Chapter Three
Halsey House
Mayfair, London
“Do you like this one?” Halsey’s youngest sister, twenty-year-old Felicia, twirled before him in her newest ball gown.
It was Fee’s habit to show him all her wardrobe for each Season.
She’d had two of them already. This was her third, and it was no secret that she was fussy.
About her clothing and men. Both, Halsey thought, were a good thing.
He sat in his favorite chair in the library and made a motion with his right hand for her to whirl around once more. He hated it. The color, the risqué cut of the neckline. “It’s fine, but not—”
“Well, drat.” She tipped up her nose, insulted. “But what?”
“The pink washes you out.”
“But it’s the rage. In Paris, it is said a ‘rouge of pink roses’ is the color every woman must have.”
“Do not believe everything you hear. I know the fabric is from Lucca’s precious silkworms. But it’s not a must-have for you, dearest. Your black hair and violet eyes demand a vibrant color.
” His reverie stopped his train of thought.
The lady pianist in Boulogne came to him, night or day, odd hour after odd hour.
The vision of her in profile, the vibrant burnt orange of her gown, blazed in his mind.
Even that lady’s figure had set his heart on fire.
She shimmered in his memory like a spirit of the past.
What had happened to her? Before he had left France, Corsini had learned nothing of her fate.
Yet Halsey continued to see her. God help him, he even heard her at the piano.
The Beethoven sonata was branded in his brain, but he could not listen to it in its entirety.

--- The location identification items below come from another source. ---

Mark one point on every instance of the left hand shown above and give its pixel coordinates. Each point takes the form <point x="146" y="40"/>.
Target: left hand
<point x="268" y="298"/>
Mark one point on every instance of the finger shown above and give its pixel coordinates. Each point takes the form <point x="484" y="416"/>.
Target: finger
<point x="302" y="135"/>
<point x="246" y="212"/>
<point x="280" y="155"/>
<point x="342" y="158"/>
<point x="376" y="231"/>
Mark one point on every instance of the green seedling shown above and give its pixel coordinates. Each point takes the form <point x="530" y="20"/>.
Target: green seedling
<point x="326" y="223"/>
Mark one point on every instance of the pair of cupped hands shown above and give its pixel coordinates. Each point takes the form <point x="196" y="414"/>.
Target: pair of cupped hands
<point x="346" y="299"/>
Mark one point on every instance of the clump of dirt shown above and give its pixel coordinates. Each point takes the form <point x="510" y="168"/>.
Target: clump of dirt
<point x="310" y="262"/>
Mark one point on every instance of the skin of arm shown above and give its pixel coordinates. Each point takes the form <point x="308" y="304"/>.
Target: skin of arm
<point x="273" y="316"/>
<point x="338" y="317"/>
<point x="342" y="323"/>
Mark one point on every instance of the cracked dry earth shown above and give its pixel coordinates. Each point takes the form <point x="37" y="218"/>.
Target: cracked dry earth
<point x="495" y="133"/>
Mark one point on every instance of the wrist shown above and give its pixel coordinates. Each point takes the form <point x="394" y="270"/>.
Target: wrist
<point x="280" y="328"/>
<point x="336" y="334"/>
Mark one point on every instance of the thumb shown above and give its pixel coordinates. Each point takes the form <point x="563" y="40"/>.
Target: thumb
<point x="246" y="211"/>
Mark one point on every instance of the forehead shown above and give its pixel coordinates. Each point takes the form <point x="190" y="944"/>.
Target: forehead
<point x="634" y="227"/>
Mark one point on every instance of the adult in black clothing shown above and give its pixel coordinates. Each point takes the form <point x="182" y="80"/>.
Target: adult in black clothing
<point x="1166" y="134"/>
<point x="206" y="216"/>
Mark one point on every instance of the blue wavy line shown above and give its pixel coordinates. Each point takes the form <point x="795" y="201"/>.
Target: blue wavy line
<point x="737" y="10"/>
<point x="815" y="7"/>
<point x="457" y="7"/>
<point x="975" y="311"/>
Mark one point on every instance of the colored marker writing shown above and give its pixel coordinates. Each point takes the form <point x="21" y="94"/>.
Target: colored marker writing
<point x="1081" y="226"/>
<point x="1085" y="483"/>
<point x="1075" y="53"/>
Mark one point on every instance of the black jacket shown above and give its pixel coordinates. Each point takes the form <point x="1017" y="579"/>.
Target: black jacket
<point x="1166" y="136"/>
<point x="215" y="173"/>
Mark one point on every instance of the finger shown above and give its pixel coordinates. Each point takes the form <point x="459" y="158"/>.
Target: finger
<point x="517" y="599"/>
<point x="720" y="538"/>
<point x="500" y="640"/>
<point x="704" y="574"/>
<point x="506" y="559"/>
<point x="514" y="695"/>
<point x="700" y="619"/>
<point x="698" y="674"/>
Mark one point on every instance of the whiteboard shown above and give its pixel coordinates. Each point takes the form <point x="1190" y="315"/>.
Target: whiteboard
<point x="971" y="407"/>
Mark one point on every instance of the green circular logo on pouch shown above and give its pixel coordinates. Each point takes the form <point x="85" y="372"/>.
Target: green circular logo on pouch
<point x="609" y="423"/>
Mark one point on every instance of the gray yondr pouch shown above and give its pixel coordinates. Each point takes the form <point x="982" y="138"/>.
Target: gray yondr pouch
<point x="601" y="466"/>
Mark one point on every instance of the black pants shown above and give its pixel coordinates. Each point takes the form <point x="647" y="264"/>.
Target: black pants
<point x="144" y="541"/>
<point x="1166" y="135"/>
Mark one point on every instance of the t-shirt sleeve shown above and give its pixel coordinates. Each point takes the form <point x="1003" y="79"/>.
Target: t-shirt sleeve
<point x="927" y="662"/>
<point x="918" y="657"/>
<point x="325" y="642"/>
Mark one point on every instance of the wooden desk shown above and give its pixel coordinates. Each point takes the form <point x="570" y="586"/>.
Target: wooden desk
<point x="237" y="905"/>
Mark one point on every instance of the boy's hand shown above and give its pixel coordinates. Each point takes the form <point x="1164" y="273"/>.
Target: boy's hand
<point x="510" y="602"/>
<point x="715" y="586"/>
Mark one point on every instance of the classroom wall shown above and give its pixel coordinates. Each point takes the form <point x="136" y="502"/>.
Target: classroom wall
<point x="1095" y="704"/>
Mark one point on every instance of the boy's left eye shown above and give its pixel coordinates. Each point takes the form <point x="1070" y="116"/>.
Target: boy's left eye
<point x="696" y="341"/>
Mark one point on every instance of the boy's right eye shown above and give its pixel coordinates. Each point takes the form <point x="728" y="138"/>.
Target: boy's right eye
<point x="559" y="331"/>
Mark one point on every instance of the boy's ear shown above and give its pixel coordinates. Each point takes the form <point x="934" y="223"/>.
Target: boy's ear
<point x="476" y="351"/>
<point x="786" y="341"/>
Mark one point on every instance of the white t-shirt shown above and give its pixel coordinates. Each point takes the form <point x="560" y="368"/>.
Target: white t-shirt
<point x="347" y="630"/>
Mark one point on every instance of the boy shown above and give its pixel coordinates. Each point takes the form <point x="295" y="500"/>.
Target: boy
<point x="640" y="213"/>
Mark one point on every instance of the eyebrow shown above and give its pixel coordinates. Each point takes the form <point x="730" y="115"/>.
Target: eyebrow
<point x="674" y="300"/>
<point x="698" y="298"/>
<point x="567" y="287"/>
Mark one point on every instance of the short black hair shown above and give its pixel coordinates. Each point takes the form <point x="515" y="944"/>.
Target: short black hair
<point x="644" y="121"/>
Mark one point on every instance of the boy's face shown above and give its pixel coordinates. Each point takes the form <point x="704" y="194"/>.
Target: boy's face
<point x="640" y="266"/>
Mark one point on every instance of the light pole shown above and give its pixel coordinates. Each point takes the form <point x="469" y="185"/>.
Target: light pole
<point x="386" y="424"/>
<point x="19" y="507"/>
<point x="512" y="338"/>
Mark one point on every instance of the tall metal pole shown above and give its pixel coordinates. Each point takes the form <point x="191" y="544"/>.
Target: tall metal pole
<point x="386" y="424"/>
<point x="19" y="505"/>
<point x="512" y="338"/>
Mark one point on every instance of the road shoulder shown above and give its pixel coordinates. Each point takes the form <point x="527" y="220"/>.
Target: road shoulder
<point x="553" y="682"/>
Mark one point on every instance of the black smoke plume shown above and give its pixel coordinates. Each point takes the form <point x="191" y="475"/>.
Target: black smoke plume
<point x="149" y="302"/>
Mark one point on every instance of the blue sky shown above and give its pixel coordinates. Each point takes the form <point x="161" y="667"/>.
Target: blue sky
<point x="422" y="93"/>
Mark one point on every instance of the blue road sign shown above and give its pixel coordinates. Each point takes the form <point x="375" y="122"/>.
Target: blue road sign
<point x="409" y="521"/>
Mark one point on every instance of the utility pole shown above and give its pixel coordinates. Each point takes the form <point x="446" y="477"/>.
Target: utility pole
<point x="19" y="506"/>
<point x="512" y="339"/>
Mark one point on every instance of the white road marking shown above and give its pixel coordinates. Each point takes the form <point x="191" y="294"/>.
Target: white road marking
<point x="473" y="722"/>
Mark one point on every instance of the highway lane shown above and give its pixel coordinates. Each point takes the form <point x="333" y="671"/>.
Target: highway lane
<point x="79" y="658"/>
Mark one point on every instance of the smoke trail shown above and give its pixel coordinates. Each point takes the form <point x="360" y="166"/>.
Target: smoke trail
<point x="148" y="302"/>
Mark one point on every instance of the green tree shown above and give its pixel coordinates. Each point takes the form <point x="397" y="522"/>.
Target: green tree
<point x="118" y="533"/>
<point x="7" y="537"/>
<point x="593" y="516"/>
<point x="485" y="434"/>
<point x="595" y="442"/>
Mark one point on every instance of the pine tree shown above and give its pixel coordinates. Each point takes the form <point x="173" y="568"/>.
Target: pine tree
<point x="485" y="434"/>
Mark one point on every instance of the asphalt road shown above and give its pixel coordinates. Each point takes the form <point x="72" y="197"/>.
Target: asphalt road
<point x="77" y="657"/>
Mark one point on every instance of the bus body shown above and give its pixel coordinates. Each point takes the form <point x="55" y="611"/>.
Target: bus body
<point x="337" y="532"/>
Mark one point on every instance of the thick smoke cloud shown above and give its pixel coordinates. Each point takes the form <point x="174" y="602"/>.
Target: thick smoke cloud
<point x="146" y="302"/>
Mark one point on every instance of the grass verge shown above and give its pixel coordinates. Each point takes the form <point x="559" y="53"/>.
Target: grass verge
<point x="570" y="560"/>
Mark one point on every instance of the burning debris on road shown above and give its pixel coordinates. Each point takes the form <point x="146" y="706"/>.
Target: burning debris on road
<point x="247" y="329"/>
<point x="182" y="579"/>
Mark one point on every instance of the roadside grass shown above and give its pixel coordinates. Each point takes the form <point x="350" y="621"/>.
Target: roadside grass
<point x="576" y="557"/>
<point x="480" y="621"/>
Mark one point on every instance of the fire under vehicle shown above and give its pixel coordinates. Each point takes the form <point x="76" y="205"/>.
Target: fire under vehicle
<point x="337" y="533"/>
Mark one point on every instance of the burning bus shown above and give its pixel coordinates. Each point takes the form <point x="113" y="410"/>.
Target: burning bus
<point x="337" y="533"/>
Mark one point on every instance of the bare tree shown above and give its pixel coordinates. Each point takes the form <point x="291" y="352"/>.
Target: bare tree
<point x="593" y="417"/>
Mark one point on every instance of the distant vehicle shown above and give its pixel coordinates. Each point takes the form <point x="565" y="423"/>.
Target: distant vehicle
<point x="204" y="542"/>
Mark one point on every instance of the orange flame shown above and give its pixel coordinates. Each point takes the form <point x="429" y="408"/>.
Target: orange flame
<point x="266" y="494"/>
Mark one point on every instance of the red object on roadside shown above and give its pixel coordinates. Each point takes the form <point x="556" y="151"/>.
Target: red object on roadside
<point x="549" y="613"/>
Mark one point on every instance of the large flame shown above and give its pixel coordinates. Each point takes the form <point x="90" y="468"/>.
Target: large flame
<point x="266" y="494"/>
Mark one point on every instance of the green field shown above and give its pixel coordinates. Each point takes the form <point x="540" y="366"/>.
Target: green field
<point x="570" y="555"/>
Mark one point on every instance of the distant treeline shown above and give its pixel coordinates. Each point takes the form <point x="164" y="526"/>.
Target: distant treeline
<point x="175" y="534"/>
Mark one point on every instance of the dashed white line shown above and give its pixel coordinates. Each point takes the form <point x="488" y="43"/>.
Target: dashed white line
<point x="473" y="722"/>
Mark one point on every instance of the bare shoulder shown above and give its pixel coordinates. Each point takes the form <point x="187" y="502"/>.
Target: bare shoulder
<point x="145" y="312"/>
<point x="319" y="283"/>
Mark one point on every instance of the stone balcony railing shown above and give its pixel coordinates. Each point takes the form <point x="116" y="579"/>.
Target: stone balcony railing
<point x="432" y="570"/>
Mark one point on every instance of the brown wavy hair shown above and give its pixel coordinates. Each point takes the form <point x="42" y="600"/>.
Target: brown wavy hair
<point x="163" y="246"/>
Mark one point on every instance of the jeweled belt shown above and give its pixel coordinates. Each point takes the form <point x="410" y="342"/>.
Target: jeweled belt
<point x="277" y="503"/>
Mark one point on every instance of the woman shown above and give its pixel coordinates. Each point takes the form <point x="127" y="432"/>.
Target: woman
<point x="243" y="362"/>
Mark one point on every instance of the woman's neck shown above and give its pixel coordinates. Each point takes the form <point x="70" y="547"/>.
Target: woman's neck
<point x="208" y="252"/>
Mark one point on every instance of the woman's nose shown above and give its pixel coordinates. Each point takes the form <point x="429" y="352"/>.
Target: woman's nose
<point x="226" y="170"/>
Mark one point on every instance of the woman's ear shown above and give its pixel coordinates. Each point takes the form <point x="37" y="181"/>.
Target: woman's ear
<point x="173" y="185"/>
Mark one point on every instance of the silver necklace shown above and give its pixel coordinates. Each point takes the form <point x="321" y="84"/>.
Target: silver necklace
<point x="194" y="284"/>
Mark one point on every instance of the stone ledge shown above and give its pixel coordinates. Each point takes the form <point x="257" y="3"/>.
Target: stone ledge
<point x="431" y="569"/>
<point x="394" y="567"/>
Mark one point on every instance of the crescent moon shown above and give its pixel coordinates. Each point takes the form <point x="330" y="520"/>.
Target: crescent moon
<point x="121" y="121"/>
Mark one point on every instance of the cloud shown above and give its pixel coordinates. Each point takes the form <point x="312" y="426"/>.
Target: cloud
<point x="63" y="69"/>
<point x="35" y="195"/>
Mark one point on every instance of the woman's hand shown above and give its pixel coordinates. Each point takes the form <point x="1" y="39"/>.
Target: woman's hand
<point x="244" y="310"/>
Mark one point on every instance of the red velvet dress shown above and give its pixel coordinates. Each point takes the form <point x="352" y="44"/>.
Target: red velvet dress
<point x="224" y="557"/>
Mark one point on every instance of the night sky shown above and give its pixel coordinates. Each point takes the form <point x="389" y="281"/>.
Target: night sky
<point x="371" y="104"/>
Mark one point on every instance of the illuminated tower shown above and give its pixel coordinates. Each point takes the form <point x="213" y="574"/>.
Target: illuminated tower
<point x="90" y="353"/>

He would leave wherever he was. To stay to hear the piece to the end would be a disservice to her, as if to hear it conclude meant it could without her touch… and she could die.
Only Inès Bechard’s dark-bronze silk dinner gown and generous breasts were a rival to that memory.
In fact, Mademoiselle Bechard had become his latest preoccupation, taking up far too much time in his head at the oddest hours.
He’d not seen her since the Carlisles’ dinner party, but he was hopeful of her appearance here Friday.
If not, he could wait for the day. After all, he still had her red garter to twine about his finger.
His body reacted to the idea he might one day curl his fingers around her legs… and her legs around his…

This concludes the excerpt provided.